Text Mining: removing “Nuggets” of ambiguity from FrameMaker contentThursday, May 10 2012 @ 11:33 PM, By Maxwell Hoffmann
On May 10th, we had an extremely informative webinar with guest John Smart, “Text Mining from Adobe FrameMaker: How to find lost Terminology in seconds.” (Note: free Adobe account registration required to view this or any other on-demand webinar.)
This webinar focused on how one of Smart Software’s tools (Text Miner)can be used to “mine” terminology from FrameMaker documents, which can make both language translation and reading comprehension be much more effective.
Goal, finding the right 1,500 words
English has over 1,000,000 words and grows daily. Unfortunately, most of use approximately 1,500 words in speech or writing on a daily basis. Frequently, many of these 1,500 words are not good for global communications, as many words in our common vocabularies have no equivalent in other languages.
John Smart’s webinar included the “cloud” image of words below. Believe it or not, most of these words (in various contexts) do not translate well (or at all) into most languages:
One word that stands out in the cloud is “using”, a gerund. English is one of the only languages that used “-ing” words, and these are to be avoided.
What text mining can find
The following are major text components that text mining can identify in your existing FrameMaker content:
- Abbreviations in their short and long forms
- Special industry terminology and jargon
- Frequency of terminology for training
- Lists of terms for translation with content
Usage of this tool and technology can make if possible for you to identify your terminology in days vs. years. (The on-demand recorded webinar makes the reasons for this much more evident.)
Sample results of text mining from FrameMaker content
As the webinar made clear, existing terminology is extracted as key words and displayed with “left text context” and “right text context.” The screen shot below shows a typical example:
One example of ambiguous terminology that could use a replacement is “excessive FORCE.” This begs the question, “what amount of pressure is excessive?” Although the meaning of the original text may seem obvious to an engineer or a seasoned groups of native English speakers who have read several versions of previous documentation, this type of terminology would be extremely difficult to translate with accuracy.
In addition, the true meaning in English is widely open to interpretation, which could have legal ramifications for a failure with aircraft or similar hardware.
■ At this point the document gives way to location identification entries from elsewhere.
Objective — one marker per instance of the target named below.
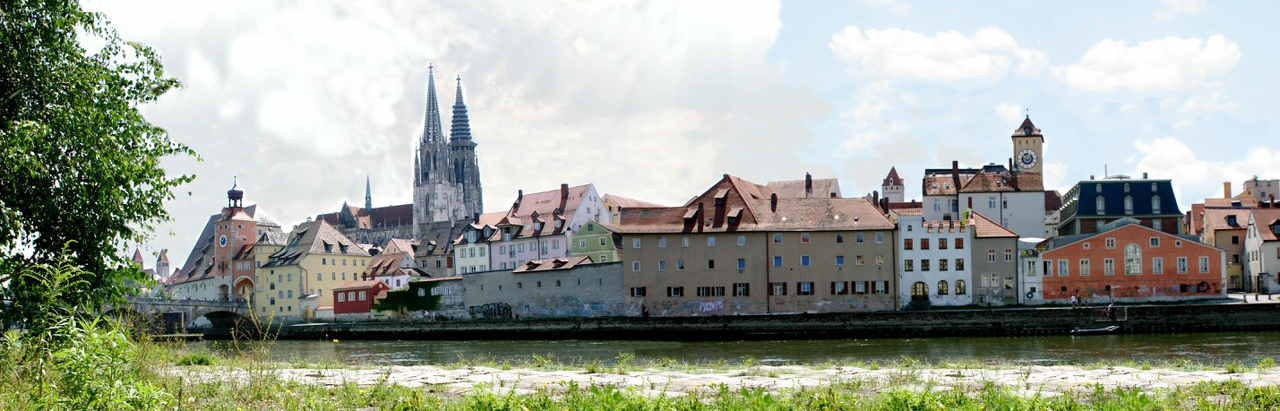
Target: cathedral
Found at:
(446, 185)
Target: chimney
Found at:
(955, 174)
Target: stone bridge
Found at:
(168, 316)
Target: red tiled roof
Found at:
(986, 228)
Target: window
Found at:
(1132, 260)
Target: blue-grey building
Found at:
(1093, 202)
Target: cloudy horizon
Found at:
(656, 100)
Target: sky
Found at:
(656, 100)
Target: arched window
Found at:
(919, 291)
(1132, 259)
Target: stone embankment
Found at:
(1000, 322)
(1027, 380)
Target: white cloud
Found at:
(1197, 178)
(1165, 64)
(1173, 8)
(892, 5)
(988, 54)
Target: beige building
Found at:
(741, 247)
(298, 278)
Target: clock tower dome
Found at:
(1028, 144)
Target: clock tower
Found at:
(1028, 144)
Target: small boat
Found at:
(1110, 329)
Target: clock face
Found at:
(1027, 158)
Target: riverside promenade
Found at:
(1225, 316)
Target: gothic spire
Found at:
(369, 197)
(461, 127)
(432, 128)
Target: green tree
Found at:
(81, 165)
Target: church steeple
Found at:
(461, 126)
(369, 196)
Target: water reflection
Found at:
(1200, 347)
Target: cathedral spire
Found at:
(369, 197)
(461, 126)
(432, 128)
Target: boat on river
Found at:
(1110, 329)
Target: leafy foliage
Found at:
(81, 163)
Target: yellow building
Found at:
(297, 279)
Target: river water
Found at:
(1198, 347)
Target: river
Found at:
(1198, 347)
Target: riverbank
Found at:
(937, 323)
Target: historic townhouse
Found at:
(933, 266)
(993, 257)
(538, 225)
(1128, 261)
(297, 281)
(1096, 202)
(1262, 247)
(741, 247)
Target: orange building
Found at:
(1128, 261)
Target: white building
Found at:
(933, 261)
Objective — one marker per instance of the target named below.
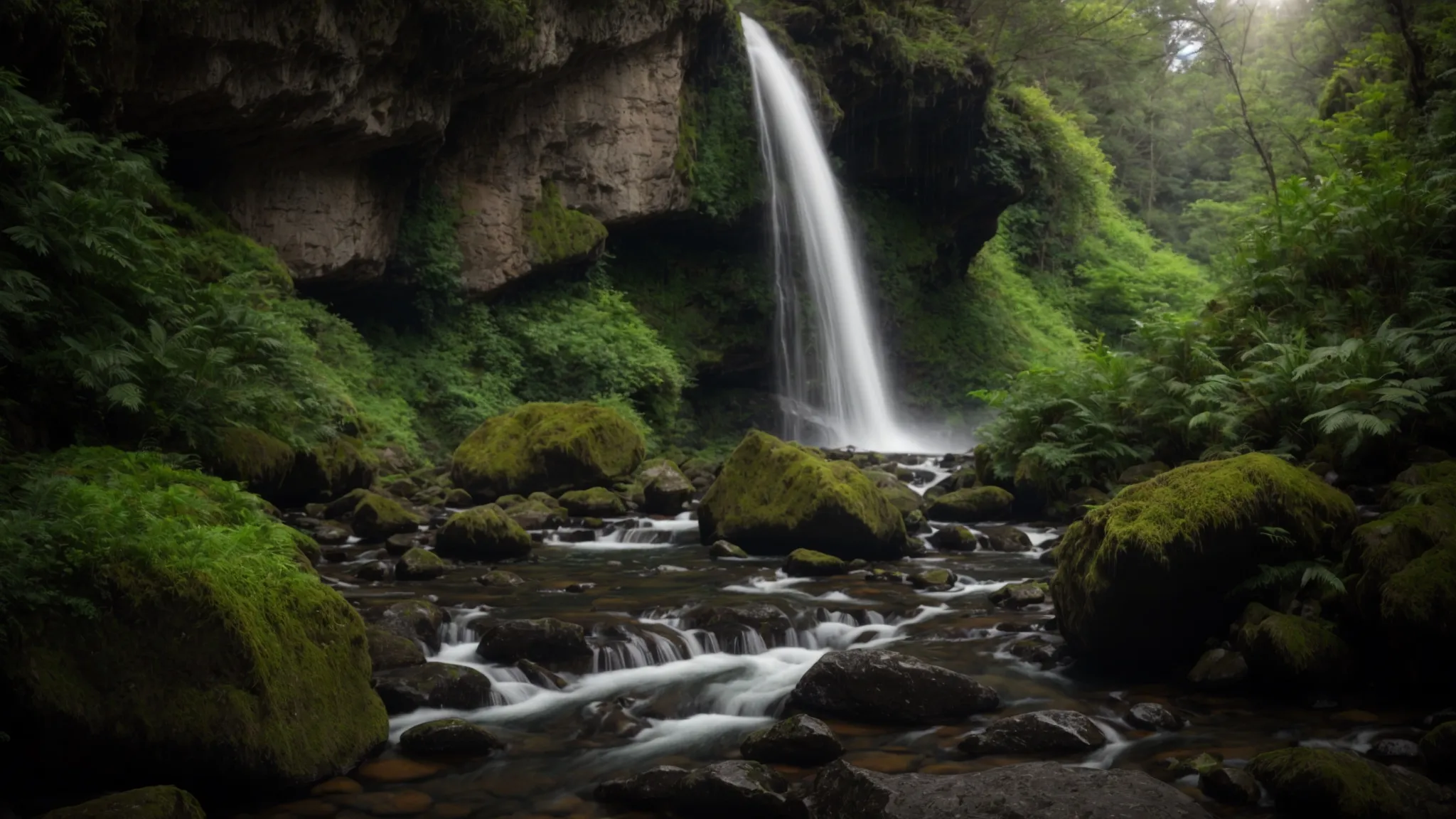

The essential human factor in text minining
As John Smart made clear, although Text Miner does an admirable job of identifying most of your terminology “automatically,” carefully qualified staff members are required to ensure that desired results are achieved.
You will need to designate a “Head Text Miner” who has the following qualifications:
- Subject Matter Expert
- Good command of English (strong English as second language is acceptable)
- Experienced in a role as an agent of change
- Understands common nuances in English
- Ideally, staff member is Multilingual
- A “global thinker” would be a perfect match to this role
The goal: one word, one meaning
A huge number of historic events and trends led to English becoming one of the most expressive languages on the planet. By its nature, English often offers a dozens ways (or words) to “say the same thing.” Of course, different words or phrases have different nuances and connotations.
The goal in effective technical communications for a global audience is whenever possible have one primary word with one meaning. The illustration shows “Simplified Spanish” that resulted from a clean terminology based after data mining. Because there was one English word for “electrical,” simplified choices in Spanish were the results.
Review and Refine terminology
The webinar gave sensible guidelines for creating a review team to ensure that correct terminology is saved or rejected. Recommended steps include:
- Consult your subject matter experts
- Form a small committee
- Ask for legal advice (e.g. consult your corporate legal team to determine what terms or words have led to litigation in the past)
- Visit your help desk staff to determine which words cause confusion
- Check your source t4exts
- Use the “hit” counter
- Look at instrument marks and lables
- Write a text text
Using less text with the right words
Several of our blogs in the past have touched on Simplified English and other tools that can be used to “reshape content for the small screen” to achieve better content for mobile devices. Text mining to refine your terminology can be equally essential to ensure that your message is crystal clear, in all languages, and to avoid legal issues due to missing cautions or warnings.